The conversational approach is laser-focused, so you do not need to spend any number of minutes reviewing information that is not necessary. Instead, you are zooming straight to the information that they care about most and ultimately telling a story that fits into their personal narratives.

True engagement. Few things are worse than seeing a prospective client’s eyes glaze over, or watching as they pull out their phones during your pitch.

Conversational presenting lends the flexibility needed to change up the interactions that occur during a presentation so you can keep the focus where it should be.

Imagine seamlessly transitioning from one personalized asset to another, from simply speaking about your idea to placing it in your prospects hands, if you are using a mobile device.

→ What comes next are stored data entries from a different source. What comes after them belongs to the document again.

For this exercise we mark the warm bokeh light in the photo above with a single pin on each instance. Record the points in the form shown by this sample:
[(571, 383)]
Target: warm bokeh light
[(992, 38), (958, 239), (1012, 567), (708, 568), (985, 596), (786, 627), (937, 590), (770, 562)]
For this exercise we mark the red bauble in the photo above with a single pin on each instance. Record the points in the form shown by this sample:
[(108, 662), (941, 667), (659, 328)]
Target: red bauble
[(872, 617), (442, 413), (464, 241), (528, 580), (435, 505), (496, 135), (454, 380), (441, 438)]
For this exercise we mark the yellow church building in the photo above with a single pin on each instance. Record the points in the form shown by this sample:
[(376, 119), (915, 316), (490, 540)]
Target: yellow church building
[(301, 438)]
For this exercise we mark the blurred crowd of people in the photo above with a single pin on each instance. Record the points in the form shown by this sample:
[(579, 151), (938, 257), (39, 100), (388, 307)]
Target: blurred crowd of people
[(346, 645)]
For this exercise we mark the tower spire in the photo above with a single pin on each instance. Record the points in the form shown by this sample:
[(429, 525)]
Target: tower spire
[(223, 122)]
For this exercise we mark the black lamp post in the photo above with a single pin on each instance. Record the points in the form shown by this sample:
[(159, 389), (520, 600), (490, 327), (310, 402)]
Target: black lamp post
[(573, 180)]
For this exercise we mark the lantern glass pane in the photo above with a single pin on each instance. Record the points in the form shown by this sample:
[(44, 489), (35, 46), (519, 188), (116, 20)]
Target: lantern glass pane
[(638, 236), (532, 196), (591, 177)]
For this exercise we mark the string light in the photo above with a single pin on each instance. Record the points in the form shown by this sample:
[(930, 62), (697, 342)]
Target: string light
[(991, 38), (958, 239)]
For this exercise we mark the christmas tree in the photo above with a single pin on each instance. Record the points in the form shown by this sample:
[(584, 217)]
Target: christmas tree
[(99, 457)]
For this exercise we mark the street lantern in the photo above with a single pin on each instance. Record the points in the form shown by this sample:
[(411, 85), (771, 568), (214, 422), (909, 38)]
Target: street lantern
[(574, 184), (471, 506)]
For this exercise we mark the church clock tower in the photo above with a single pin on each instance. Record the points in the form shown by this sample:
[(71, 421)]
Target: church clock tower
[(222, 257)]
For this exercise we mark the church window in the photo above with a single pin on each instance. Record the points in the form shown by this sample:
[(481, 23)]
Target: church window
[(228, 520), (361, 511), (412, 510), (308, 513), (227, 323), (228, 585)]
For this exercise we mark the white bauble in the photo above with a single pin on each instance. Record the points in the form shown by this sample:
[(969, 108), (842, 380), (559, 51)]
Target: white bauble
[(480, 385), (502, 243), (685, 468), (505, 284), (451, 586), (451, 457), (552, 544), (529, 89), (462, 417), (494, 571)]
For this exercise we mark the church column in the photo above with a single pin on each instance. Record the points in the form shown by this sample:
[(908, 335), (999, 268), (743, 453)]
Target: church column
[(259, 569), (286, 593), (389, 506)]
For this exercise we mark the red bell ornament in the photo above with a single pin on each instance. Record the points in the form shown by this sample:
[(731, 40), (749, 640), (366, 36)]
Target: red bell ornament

This creates a highly visual, highly interactive environment, and the more frequent the change, the harder it is for the brain to look for stimulation elsewhere.

Memorability. When you allow space in your pitch for your prospect or client to experience it as a contributor rather than just a spectator, you invite them to connect with the content. This creates the perfect foundation for high-end customer relationships because it is not just telling them the story of your offerings – it is making them a part of it.

The deeper the connection, the stronger the emotion associated with the presentation, as well as the memory of it.

Standing out and being memorable long after the conversation is over is a much-needed edge in a world where competition is high and time is short.

Science behind engagement and retention
There are a few reasons why conversational presenting works as well as it does, but the most interesting ones can be explained by science.

Three neurological factors in particular stand out, the first being the role vision plays in our understanding of the world.

Between 80 percent and 90 percent of the information that our brain processes comes in through our eyes and, almost incredibly, two-thirds of the brain’s electrical activity is dedicated to vision when the eyes are open.

In other words, we are hardwired to consume visuals, and our brains have evolved powerful storage capacity for visual information.

The second factor is our biological predilection for stories.

According to The Scientific American, stories make up 65 percent of our conversations—a fact that is rooted in the ways stories engage our brains.

Lastly, our brains respond powerfully to two-way conversations.

When you have a conversation with somebody, your brain activity actually begins to mirror theirs—a process known as neural coupling.

SUCCEEDING IN business is all about great communication and making your audience feel special by giving them something with which they can truly connect.

A dynamic and conversational approach can help accomplish this in a way that cannot be done through scripted interactions or static slides, no matter how closely they match a prospect’s own branding.

If sales and marketing professionals want to be more persuasive, memorable and engaging, not just in the luxury space but also in this day and age, they need to take advantage of this method.